Chief Minister Mamata Banerjee once again scored a major political point over the CPM when she began distributing land documents and compensation to Singur farmers on September 14, calling the day ‘Singur Dibas’, to be observed each year. She has said that 997 acres of land will be returned to over 9,000 farmers and brought under the plough, in compliance with the August 31 Supreme Court ruling. A memorial will be built in memory of those ‘martyred’ in the 2006 resistance against handing over land for the Tatas’ car plant.

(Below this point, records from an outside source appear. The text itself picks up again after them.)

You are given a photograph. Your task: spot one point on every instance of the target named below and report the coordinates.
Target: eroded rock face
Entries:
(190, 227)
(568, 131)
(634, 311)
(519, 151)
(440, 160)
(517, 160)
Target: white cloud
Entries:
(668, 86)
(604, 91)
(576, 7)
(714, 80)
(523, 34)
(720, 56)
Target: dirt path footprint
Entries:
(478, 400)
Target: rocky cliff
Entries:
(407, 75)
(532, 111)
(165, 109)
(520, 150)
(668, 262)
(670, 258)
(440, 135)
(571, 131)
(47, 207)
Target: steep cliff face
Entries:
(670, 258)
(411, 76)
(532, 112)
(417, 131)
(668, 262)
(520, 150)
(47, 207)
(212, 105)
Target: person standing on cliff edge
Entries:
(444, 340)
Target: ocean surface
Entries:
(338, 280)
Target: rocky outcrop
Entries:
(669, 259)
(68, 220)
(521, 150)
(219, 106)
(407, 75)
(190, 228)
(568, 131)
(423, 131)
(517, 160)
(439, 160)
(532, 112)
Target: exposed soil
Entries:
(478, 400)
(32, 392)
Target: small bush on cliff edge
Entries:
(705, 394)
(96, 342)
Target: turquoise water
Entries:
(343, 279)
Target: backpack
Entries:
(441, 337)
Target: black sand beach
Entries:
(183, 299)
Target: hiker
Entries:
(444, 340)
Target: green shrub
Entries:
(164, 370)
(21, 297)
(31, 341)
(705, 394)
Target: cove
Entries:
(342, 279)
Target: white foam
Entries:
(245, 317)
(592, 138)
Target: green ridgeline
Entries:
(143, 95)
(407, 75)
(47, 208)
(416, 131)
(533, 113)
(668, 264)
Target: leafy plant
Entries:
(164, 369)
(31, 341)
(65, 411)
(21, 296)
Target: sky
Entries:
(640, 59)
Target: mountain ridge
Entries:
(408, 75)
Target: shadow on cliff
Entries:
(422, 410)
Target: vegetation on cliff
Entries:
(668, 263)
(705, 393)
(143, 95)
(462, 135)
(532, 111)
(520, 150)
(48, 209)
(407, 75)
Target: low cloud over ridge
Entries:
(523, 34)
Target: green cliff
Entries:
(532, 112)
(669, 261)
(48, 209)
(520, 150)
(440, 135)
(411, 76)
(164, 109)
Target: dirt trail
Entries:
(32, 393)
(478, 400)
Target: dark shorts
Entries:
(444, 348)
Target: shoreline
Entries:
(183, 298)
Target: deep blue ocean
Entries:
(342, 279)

It is tempting to dismiss ‘Singur Dibas’ as a Trinamool Congress gimmick. But it has the potential to become a rallying point for those sceptical of the current model of industrialisation. It could reopen old, pertinent questions, embarrassing not just the CPI(M), but also the Modi government, which sought to dilute the Land Acquisition (Resettlement and Rehabilitation) Act — a consequence of the Singur-Nandigram agitations — soon after it assumed office. The CPI(M) has still not clarified why its government forcibly took over fertile farmland for a car project by invoking “public purpose”. The Supreme Court has now struck down the acquisition, basically for not obtaining informed consent. While the LARR law focuses on generous compensation, the crucial question of what constitutes “public purpose” remains unaddressed — both in law and the political imagination.

As EF Schumacher says in Small is Beautiful , economics has not learnt how to value natural resources. Therefore, the benefits of setting up an industrial project can be overestimated, unless it is, say, a clearcut case of setting up a railways factory on barren land. Making acquisition easier can have adverse effects. Six lakh hectares of farmland have been lost in a decade in Karnataka alone. Such industrialisation can have adverse socio-economic and ecological consequences.